Breaking and Fixing

The worst and best thing happened to me this week.

So, I mentioned before that we had to replace our last old 32-bit computer with a GIANT new 64-bit one. Data-taking had only started again on Friday after the beech marten incident, so we had to be extra careful to not mess anything else up when we went down to do the replacement.

This old computer is used exclusively for debugging the TRT when data isn't being collected, but it's located in the same rack as some of the data-taking computers. The data-taking computers have hundreds of fiber-optic cables attached to them, hundreds of meters long, receiving data from deep inside ATLAS. The old computer was a normal Dell tower, easy to unplug and move out of the way by simply parting the fibers like a curtain. The new computer, though, was a massive 40 kg beast that needed rails to be installed in the computer rack, as well as three outlets to provide power. It was not easy to push the beast inside of the rack while also avoiding the many optical cables. I had two TRT-experts-in-training with me to help, and over the span of two hours, we screwed in the new rails and barely squeezed in this monster into the space left by the old computer. We were sweaty and even bleeding by the end of it (D had pinched his finger between the rack and the computer). After the new drivers were installed, everything was done. Success! Time to go to lunch.

Of course, it's never that easy. Later that night at 9 pm, we get a call saying that 1/128th of our detector isn't taking data. Where exactly- what part of the detector? Of course, it's in a part of the TRT that feeds data into a computer right above where we installed the devil machine. We had tried to be careful about the optical wires, but it turns out we had broken one. We had pulled a bit too hard on a drooping fiber during the installation. None of us had noticed it at the time.

God, it was the worst feeling.

Yes, mistakes happen. But data taken had JUST started again. And this would affect the quality of the data in a noticeable way. A dark spot in the detector- an ugly void. What could we do to fix it? There might be spare cables already threaded from ATLAS to the computers, but we wouldn't really know until the LHC turned off in two weeks time for a few days of development. Then we could then go into ATLAS without being irradiated to investigate. God, two weeks of a stunted detector. I didn't sleep at all that night.

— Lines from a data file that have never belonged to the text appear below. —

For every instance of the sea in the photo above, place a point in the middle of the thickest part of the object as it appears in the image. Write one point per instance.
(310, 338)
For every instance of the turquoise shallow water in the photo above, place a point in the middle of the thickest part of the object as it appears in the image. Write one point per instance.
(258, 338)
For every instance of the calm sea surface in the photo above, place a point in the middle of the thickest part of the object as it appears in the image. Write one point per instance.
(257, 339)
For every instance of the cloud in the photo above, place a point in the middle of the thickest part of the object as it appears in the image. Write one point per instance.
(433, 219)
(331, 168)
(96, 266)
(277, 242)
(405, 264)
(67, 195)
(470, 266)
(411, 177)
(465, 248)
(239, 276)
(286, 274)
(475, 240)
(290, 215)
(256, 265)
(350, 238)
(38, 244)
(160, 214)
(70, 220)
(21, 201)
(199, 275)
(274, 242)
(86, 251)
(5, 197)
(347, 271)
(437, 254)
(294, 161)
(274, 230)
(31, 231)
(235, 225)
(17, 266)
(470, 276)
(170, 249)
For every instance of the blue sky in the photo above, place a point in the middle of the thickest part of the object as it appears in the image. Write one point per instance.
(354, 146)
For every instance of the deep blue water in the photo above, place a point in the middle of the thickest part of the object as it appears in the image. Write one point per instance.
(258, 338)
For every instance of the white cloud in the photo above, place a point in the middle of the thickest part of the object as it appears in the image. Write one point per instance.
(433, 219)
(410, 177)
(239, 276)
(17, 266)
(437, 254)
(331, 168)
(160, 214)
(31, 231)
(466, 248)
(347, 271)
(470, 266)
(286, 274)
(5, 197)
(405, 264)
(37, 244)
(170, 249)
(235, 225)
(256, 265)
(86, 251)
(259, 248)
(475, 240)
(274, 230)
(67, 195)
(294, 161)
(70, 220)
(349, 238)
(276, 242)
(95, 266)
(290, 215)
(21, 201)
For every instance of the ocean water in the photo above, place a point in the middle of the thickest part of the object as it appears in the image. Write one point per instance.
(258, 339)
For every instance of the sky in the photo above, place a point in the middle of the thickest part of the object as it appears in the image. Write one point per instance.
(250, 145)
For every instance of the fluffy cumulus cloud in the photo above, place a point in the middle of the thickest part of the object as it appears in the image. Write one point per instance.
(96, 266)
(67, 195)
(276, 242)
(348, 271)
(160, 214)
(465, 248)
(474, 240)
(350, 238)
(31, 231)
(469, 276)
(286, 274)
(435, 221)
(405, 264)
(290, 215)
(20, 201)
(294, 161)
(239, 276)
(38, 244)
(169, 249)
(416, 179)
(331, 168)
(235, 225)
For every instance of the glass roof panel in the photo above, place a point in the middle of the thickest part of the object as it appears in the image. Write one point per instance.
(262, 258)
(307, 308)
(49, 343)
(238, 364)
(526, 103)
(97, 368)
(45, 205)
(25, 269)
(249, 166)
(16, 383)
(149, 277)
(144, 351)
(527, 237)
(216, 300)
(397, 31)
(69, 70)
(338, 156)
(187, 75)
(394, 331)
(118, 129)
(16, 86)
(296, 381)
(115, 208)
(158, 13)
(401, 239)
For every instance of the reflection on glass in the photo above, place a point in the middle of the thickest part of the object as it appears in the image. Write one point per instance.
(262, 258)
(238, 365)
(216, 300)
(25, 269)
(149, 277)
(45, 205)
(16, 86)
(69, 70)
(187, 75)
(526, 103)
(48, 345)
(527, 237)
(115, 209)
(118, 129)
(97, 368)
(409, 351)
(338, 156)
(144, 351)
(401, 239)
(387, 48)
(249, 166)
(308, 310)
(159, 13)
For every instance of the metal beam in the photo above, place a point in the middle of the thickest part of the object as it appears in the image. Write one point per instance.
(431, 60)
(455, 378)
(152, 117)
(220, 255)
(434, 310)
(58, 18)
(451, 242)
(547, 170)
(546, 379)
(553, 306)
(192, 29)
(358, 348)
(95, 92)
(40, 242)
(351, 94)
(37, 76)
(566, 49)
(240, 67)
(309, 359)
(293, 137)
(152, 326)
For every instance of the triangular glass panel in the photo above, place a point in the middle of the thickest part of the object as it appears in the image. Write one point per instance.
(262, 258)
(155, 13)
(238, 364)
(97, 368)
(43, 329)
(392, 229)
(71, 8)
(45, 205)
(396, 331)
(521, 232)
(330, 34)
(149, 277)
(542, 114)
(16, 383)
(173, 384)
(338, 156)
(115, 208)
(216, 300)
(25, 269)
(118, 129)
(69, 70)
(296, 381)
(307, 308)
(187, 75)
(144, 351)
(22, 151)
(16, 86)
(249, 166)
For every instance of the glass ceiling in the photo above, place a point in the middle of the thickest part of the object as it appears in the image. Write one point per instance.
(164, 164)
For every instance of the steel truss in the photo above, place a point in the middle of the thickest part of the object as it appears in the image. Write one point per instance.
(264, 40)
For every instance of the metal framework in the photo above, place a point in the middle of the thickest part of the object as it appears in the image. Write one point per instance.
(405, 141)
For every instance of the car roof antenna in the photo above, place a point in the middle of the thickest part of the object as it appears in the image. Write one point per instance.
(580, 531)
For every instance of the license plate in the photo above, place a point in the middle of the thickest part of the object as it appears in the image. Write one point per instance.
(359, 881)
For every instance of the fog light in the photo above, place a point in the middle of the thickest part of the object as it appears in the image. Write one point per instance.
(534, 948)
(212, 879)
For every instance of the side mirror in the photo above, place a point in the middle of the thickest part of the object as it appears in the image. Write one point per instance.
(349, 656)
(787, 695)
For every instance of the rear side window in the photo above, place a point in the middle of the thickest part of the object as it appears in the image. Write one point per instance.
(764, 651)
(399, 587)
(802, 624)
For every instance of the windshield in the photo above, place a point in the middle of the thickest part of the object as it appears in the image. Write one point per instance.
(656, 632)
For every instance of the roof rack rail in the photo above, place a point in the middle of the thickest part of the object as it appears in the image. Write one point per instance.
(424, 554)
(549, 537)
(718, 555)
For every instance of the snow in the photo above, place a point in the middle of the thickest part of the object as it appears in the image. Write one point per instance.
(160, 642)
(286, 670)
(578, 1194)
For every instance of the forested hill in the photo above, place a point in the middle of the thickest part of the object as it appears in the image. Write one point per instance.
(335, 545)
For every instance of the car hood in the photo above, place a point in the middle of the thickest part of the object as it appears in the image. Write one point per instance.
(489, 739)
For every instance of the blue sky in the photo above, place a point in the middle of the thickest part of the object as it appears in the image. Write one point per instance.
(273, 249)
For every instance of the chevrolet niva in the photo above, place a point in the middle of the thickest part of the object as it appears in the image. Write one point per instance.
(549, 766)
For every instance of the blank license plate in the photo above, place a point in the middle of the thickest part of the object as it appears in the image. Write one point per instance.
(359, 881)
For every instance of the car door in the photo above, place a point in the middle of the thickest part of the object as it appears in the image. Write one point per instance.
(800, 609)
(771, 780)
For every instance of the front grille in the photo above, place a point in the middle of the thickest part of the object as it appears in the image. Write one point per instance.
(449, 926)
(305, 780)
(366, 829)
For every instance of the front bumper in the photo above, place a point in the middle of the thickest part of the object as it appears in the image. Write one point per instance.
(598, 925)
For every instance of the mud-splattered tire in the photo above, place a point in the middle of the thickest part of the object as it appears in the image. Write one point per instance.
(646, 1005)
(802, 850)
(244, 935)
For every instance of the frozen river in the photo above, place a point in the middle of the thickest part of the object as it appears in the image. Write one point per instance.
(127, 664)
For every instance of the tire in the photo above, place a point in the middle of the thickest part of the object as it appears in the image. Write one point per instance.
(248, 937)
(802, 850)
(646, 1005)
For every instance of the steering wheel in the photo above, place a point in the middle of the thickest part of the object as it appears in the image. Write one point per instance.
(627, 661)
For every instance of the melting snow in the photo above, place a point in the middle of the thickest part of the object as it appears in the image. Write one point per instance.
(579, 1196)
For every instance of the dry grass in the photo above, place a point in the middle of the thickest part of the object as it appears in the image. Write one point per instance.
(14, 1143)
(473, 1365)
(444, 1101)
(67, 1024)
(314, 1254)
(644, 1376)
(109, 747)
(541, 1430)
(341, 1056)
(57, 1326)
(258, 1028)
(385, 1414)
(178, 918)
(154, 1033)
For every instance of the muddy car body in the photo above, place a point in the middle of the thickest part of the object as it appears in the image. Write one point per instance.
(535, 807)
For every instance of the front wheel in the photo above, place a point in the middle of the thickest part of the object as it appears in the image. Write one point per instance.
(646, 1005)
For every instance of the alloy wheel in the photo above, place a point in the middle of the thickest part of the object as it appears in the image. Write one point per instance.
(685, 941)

And I kept on thinking- it's my fault. I am responsible for this. Maybe I'm not really cut out for this kind of work. People trusted me with the simple task of installing a new computer without ruining anything else, and I let them down. ATLAS is an important experiment. It's unique in the entire world. If I'm working near the cables that bring in data from the detector, why the fuck wouldn't I be more aware? More attentive to what was happening? I felt like a huge fraud. I felt like I should have gone into something where nothing I did really mattered- where I wouldn't be able to fuck up important things. Let the adults of the world handle these grown-up matters. To a kid like me, give me a task that I couldn't really mess up. Something simple and easily undoable with no consequences.

The next day we came in early. The run coordinator had some comforting words to say- "The only people who don't make mistakes are those who don't do anything." Instead of feeling bad, it was time to find a solution. So we brainstormed of things to do to fix it. We called and emailed the experts at CERN in fiber optics. And CERN, oh my God, it is filled with competent people. It turns out there exists a $40,000 machine that you can use to splice fiber optic cables together through arc-welding, and CERN has a few of these machines. The solutions was evident- cut off the part of our cable that was broken, and splice the good part to a short spare cable. After lunch, the expert came underground with us and spliced us a new connector. It was SO COOL to see the machine in action! Fiber optic cables are essentially glass, so the machine heats the two ends to 1200 C and fuses them together without a seam. And just like that- we had a new cable. Technology is amazing and it made me so grateful that there are inventors out there who come up with things like this, to solve such otherwise difficult and intractable problems. We weren't expecting the fix to be so quick! It kinda caught us by surprise. Because it was so fast, we didn't have the material on hand for re-wrapping the wire, and did a hack job of wrapping up the fiber cable with thick tubing and masking tape- but once we get the new material we'll fix it. But it works now! The TRT is bright and whole!

I beat myself up the whole night, and it turns out that the solution was quicker to do than many other projects I've worked on for the detector. So for next time- a lesson to myself:

  1. Don't lose hope.
  2. Dwelling and feeling sorry for myself takes away time from actually thinking of ways to fix the problem. The best way to make up for the mistake is not to beat myself up but actively think of solutions.
  3. People want to help more than they want to blame. There are so many people who will help in times of crisis, it's just a matter of asking them and letting them know I need the help.
  4. Once the problem is fixed, create a system to reduce the chance that it happens again. The best thing to do is save someone else from possibly going through the same despair and self-loathing in the future.